Жизнь снова вошла в него вместе с болью. Эта боль заполняла каждый сантиметр его тела. Медленно он стал восстанавливать все, что произошло накануне, – дезертирство Борщова, исчезновение Домбровского, последний взгляд умирающего Викентия, развязные письма владык подземелья, смерть профессора Суздалева, – и все это не сильно прибавило ему радости от того, что сам он все-таки остался жив. Разве что память о давешнем погроме в ресторане, о тех десяти минутах истинной свободы помогала не пасть духом окончательно: день все же был прожит не напрасно. Правда, и те на славу его отделали. Странно, что не забили до смерти – чай, этим ребяткам не впервой.

Лишь тут вспомнил про Катю. Где она? И почему появилась именно в тот момент?

Он открыл глаза – и не понял, где находится. Окон здесь не было, все освещение – тусклая лампочка под потолком, вдоль стен рядами висели казенные шинели, пахло паленым утюгом и солдатским цейхгаузом.

С трудом повернул голову и, не сдержавшись, застонал от боли.

– Юрочка! Живой! Слава богу! – возле него стояла девушка в гимнастерке, лица без очков он не мог разглядеть, но по голосу узнал:

– Катя… – И добавил: – Где я?.. Ничего не вижу без очков…

– Очки – это не беда, живой главное! – сказала она. – А очки мы сейчас подберем, здесь, на складе, полно всякого добра. – Куда-то на минуту исчезла, вернулась с очками: – На, примерь. Подходят?
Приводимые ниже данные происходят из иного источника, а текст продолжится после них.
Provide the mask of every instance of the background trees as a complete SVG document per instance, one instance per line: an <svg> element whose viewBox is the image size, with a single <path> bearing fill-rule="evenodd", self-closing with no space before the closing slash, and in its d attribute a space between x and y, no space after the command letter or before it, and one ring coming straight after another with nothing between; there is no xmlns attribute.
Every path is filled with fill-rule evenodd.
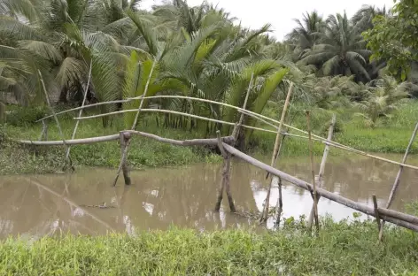
<svg viewBox="0 0 418 276"><path fill-rule="evenodd" d="M385 73L418 81L417 9L414 1L402 0L393 11L363 6L351 19L345 13L324 19L316 11L306 12L279 42L269 36L269 25L243 28L206 3L190 7L174 0L147 12L137 0L0 0L0 98L7 102L13 95L22 105L43 104L38 72L50 96L66 104L80 104L84 90L90 102L137 96L154 66L147 96L182 95L242 105L253 73L248 106L253 111L262 112L268 101L280 103L293 81L294 104L354 108L375 121L414 93L416 86L394 79L392 88L382 88L389 78ZM393 92L399 91L395 84L402 93ZM377 102L384 104L377 109L373 104ZM158 99L145 106L228 121L237 116L187 100ZM155 116L158 124L170 127L199 128L208 134L220 128L179 116ZM131 123L130 115L125 121Z"/></svg>

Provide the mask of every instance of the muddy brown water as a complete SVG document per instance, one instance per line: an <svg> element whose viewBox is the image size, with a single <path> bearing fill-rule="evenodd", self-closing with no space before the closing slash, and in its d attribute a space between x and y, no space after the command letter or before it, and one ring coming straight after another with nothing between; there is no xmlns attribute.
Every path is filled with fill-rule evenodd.
<svg viewBox="0 0 418 276"><path fill-rule="evenodd" d="M401 159L398 155L385 157ZM268 163L267 157L263 159ZM352 155L329 159L326 189L370 206L375 194L379 205L384 206L399 166ZM317 158L316 170L319 163ZM411 157L408 163L418 165L418 157ZM282 160L278 168L310 181L306 157ZM115 170L85 168L74 174L0 176L0 238L19 234L38 239L68 232L135 234L171 226L198 230L254 226L248 218L228 213L225 200L220 213L213 211L221 181L220 164L135 171L130 187L125 187L123 180L112 187L114 175ZM251 165L233 161L231 187L238 210L261 210L267 194L265 175ZM272 205L277 194L275 186ZM312 206L308 192L284 182L283 194L285 218L308 215ZM406 168L392 208L403 211L406 203L414 200L418 200L418 172ZM336 220L352 218L354 212L323 198L318 209L320 215L329 214Z"/></svg>

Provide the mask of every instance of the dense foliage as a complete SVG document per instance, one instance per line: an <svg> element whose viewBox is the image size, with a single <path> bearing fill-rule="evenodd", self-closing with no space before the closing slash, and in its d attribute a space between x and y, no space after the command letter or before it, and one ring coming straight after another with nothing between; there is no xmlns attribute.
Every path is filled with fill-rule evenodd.
<svg viewBox="0 0 418 276"><path fill-rule="evenodd" d="M65 104L81 104L85 90L88 102L94 103L138 96L147 89L147 96L242 106L253 76L247 104L252 111L265 112L271 101L281 104L293 82L293 111L306 105L348 108L374 126L418 91L412 77L398 81L399 75L404 80L414 73L406 65L416 59L417 6L407 0L393 11L364 6L351 19L345 13L325 19L306 12L279 42L269 36L269 25L243 28L225 11L205 2L190 7L174 0L144 11L140 1L0 0L0 91L8 96L2 101L10 102L13 95L23 105L44 104L43 81L50 97ZM384 35L379 34L382 29ZM407 55L395 54L392 41L398 42L396 53ZM382 51L379 45L384 46ZM97 111L138 105L139 101L104 105ZM158 126L206 134L221 126L161 110L228 122L238 115L187 99L147 100L143 108L160 111L153 115ZM126 127L134 117L125 113ZM104 126L109 119L103 118ZM244 123L256 124L248 119ZM240 138L248 142L244 138L252 134Z"/></svg>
Очки пришлись впору. Теперь только он разглядел на петлицах ее гимнастерки знаки различия сержанта НКВД и спросил:

– Ты – кто?

Она щелкнула каблуками:

– Разрешите представиться, сержант внутренней охраны Светлана Синичкина. Не бойся, Юрочка, документы – не придерешься. А здесь – мое хозяйство, внутренний склад НКВД, самое безопасное место, без спецдопуска сюда никто не сунется.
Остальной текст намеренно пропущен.